İnsanlık tarihi boyunca, Hak ve Batıl arasındaki mücadele, insanın en büyük sınavlarından biri olmuştur. Adem Peygamberin oğulları Habil ve Kabil arasındaki olay, bu mücadelenin en eski örneklerinden biri olarak anlatılır.

Dr. Hakan Aydın

Habil’in samimiyetle sunduğu kurban Allah tarafından kabul edilirken, Kabil’in samimiyetten uzak olan kurbanı reddedilmiştir. Ancak bu reddediliş Kabil’i kendisini sorgulamaya ve hatasını düzeltmeye yönlendirmek yerine, öfkeye ve kıskançlığa sürüklemiş; nihayetinde kardeşini öldürmesine sebep olmuştur. Bu olay, insanın doğruyla karşılaştığında nasıl tepki vereceğinin, onun ahlaki duruşunu belirlediğini göstermektedir.

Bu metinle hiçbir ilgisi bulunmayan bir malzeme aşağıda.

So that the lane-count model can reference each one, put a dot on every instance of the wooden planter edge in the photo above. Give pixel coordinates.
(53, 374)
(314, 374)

Bu anlatı, tarih boyunca Hak ve Batıl arasındaki mücadelenin sadece siyah-beyaz bir karşıtlık olmadığını, bireylerin niyetleri, bilgileri ve içinde bulundukları koşulların da belirleyici olabileceğini gösterir. Bazı insanlar bilinçli olarak adaletsizliği ve zulmü savunurken, bazıları yanlış bilgilendirildikleri ya da farklı şartlar içinde yetiştikleri için hakikatten uzak olabilirler. Öte yandan, inanmayan ya da farklı bir inanca sahip olup da insan haklarını, adaleti ve iyiliği savunanlar da vardır.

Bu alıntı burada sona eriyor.